Flannery's "firm belief" that we can be saved only if consumers take the initiative is one he shares with the ideologues of the right-wing think tanks who argue that environmental problems should be left to the unfettered market.'

Well said!

It looks like this is going to be the trend. As we begin our downward spiral our governments will increasingly refuse to govern, instead blaming easily targetted parts of the populace for our woes. And when the energy crunch starts to hurt, they'll move from blame to punishment1, lashing out blindly as the rug is pulled from beneath their feet.

Welcome to the new fascism.

Postscript, October 25th:

Jonathan Freedland, writing in today's Guardian, makes a similar point:

"Climate change is too big a problem to be solved simply by virtuous individuals hopping on a bus instead of taking the car, or disconnecting the tumble dryer, valuable though those moves are. This is one responsibility that can't be saddled solely on activists and consumers. This is a job for government."

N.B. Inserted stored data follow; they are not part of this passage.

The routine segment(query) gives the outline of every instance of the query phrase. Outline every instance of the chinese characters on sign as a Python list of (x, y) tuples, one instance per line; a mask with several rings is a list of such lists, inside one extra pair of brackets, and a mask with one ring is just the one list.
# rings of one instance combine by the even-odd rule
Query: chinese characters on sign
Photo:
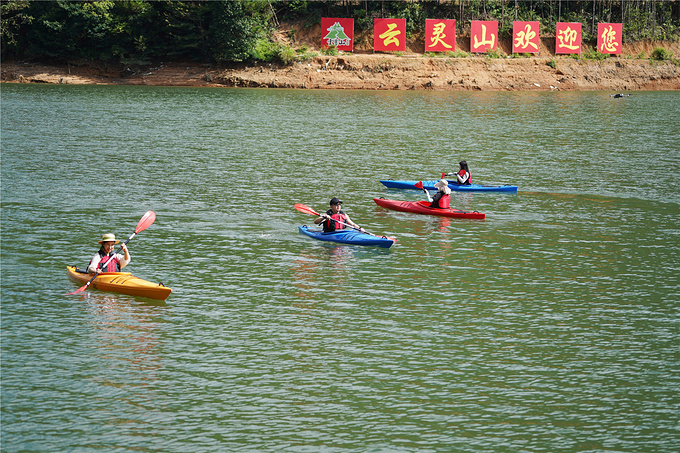
[(456, 50), (455, 19), (425, 19), (425, 52)]
[(512, 23), (512, 53), (538, 54), (538, 21)]
[(597, 51), (606, 54), (620, 54), (623, 24), (597, 24)]
[(351, 52), (354, 47), (354, 19), (321, 18), (321, 48), (335, 46)]
[(498, 46), (498, 21), (473, 20), (470, 24), (470, 52), (484, 53)]
[[(580, 22), (557, 22), (555, 54), (581, 54)], [(540, 45), (538, 21), (512, 23), (512, 52), (538, 54)], [(335, 46), (352, 52), (354, 19), (321, 18), (321, 47)], [(597, 50), (603, 54), (621, 54), (623, 24), (597, 25)], [(498, 48), (498, 21), (473, 20), (470, 23), (470, 52), (485, 53)], [(405, 51), (406, 19), (374, 19), (373, 50)], [(425, 51), (453, 52), (456, 50), (455, 19), (425, 19)]]
[(374, 19), (374, 50), (406, 50), (406, 19)]
[(555, 54), (581, 55), (580, 22), (558, 22), (555, 36)]

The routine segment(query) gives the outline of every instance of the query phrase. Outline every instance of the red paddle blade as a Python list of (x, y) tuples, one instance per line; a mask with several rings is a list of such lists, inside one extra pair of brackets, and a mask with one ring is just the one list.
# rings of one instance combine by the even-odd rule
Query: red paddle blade
[(66, 293), (66, 295), (67, 295), (67, 296), (70, 296), (71, 294), (82, 293), (82, 292), (85, 291), (86, 289), (87, 289), (87, 283), (85, 283), (83, 286), (81, 286), (80, 288), (78, 288), (77, 290), (75, 290), (75, 291), (73, 291), (73, 292), (71, 292), (71, 293)]
[(446, 176), (446, 173), (442, 172), (442, 178), (441, 179), (444, 179), (444, 176)]
[(135, 229), (135, 234), (149, 228), (155, 220), (156, 220), (156, 213), (153, 212), (153, 211), (146, 211), (146, 214), (144, 214), (142, 216), (142, 218), (139, 219), (139, 223), (137, 224), (137, 228)]
[(304, 205), (302, 203), (295, 203), (295, 209), (297, 209), (300, 212), (304, 212), (305, 214), (311, 214), (311, 215), (319, 215), (318, 212), (316, 212), (314, 209), (310, 208), (307, 205)]
[(422, 189), (422, 188), (423, 188), (423, 182), (422, 182), (422, 181), (418, 181), (418, 182), (416, 183), (416, 189)]

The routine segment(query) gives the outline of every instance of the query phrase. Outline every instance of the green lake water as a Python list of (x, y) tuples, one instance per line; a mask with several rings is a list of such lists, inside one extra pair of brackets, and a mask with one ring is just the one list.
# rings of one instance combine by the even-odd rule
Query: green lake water
[[(678, 451), (680, 93), (609, 94), (3, 84), (2, 451)], [(167, 301), (65, 295), (147, 210)]]

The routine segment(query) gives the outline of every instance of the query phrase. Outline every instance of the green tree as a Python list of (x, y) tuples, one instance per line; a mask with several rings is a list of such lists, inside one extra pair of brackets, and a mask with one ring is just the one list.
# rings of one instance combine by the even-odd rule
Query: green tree
[(244, 61), (252, 57), (258, 39), (266, 36), (268, 15), (262, 2), (211, 3), (209, 37), (215, 61)]
[(23, 40), (22, 30), (33, 22), (28, 11), (28, 0), (11, 0), (0, 3), (0, 42), (2, 56), (5, 53), (17, 53)]

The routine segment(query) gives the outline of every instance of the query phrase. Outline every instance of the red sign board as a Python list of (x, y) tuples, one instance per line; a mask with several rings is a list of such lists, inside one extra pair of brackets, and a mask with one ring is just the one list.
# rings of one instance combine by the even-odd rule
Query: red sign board
[(555, 54), (581, 55), (581, 22), (558, 22), (555, 36)]
[(623, 46), (623, 24), (597, 24), (597, 51), (620, 54)]
[(373, 50), (406, 50), (406, 19), (374, 19)]
[(354, 48), (354, 19), (321, 18), (321, 48), (335, 46), (351, 52)]
[(484, 53), (498, 47), (498, 21), (473, 20), (470, 24), (470, 52)]
[(512, 53), (538, 54), (538, 21), (512, 23)]
[(456, 50), (456, 19), (425, 19), (425, 52)]

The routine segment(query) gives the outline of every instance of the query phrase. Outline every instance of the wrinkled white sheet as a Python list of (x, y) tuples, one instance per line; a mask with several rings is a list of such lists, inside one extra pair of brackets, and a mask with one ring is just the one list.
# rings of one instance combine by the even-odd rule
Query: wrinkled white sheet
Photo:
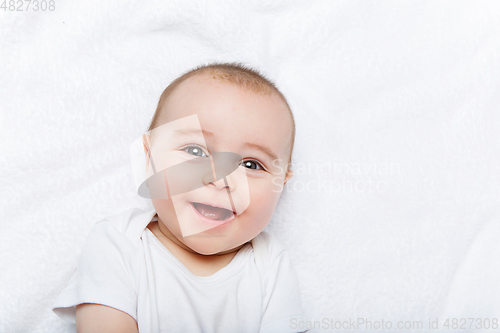
[(130, 144), (171, 80), (214, 60), (262, 70), (295, 112), (295, 174), (267, 229), (290, 249), (311, 319), (500, 318), (499, 10), (0, 10), (0, 332), (74, 331), (50, 306), (90, 228), (149, 205), (134, 193)]

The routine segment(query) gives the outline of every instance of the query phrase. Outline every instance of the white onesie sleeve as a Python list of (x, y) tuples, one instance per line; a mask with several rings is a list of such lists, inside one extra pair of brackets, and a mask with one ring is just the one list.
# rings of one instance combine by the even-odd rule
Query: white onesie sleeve
[(137, 321), (136, 253), (132, 242), (108, 220), (97, 222), (83, 246), (76, 272), (52, 311), (75, 323), (76, 305), (97, 303), (121, 310)]
[[(277, 244), (270, 249), (273, 262), (263, 278), (264, 312), (260, 333), (300, 332), (302, 330), (294, 329), (295, 324), (307, 319), (301, 305), (297, 272), (288, 250), (275, 237), (270, 237), (274, 239), (271, 242)], [(277, 256), (273, 252), (278, 253)]]

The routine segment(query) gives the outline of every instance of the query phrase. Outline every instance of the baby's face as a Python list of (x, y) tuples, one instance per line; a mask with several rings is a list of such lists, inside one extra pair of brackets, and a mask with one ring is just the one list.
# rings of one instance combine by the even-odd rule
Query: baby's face
[[(157, 172), (186, 161), (210, 163), (209, 156), (217, 161), (217, 154), (222, 159), (241, 156), (241, 161), (225, 179), (214, 182), (214, 174), (194, 175), (203, 178), (203, 186), (171, 193), (169, 199), (153, 198), (158, 222), (201, 254), (228, 251), (257, 236), (269, 223), (282, 185), (292, 175), (287, 172), (292, 125), (285, 103), (194, 76), (173, 92), (161, 115), (162, 127), (175, 126), (163, 132), (155, 129), (152, 143), (151, 138), (146, 140)], [(173, 181), (168, 181), (170, 186)]]

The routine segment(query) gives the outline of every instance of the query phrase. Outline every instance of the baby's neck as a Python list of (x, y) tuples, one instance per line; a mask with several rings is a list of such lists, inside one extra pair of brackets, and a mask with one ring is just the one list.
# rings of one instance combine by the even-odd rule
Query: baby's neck
[(160, 243), (165, 246), (179, 261), (193, 274), (198, 276), (210, 276), (227, 266), (236, 256), (238, 251), (245, 245), (242, 244), (234, 249), (220, 252), (214, 255), (204, 255), (193, 251), (180, 242), (168, 228), (162, 230), (158, 221), (149, 223), (148, 229), (156, 236)]

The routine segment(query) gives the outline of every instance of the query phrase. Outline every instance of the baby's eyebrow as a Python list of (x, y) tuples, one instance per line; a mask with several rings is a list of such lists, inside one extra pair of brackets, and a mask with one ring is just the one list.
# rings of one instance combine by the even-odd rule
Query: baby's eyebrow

1: It looks like this will happen sooner rather than later, with a parliamentary select committee proposing punitive road taxes for gas guzzlers2. It is easier to do that than to legislate for fuel economy, I guess, and it doesn't directly upset big business.

2: Pure lunacy!

Let's do a simple thought experiment. Mr A has a car which does 20MPG, and he drives 40 miles a week in it. Fuel consumed per week = 2 gallons. His neighbour, Mr B, has a lovely new tiny diesel car, which does 60MPG, but he drives 300 miles a week. Fuel consumed = 5 gallons. Who's the waster?

Now, if it's carbon emissions we're trying to stop, tax the emissions, i.e. tax the petrol and diesel fuel. Oh wait....

If we want efficient cars, we have two options. The first is to simply ban the sale of new gas guzzlers. Or we impose a high sales tax on new cars with high fuel consumption. And then let the improved efficiency trickle down as the new cars become second hand cars.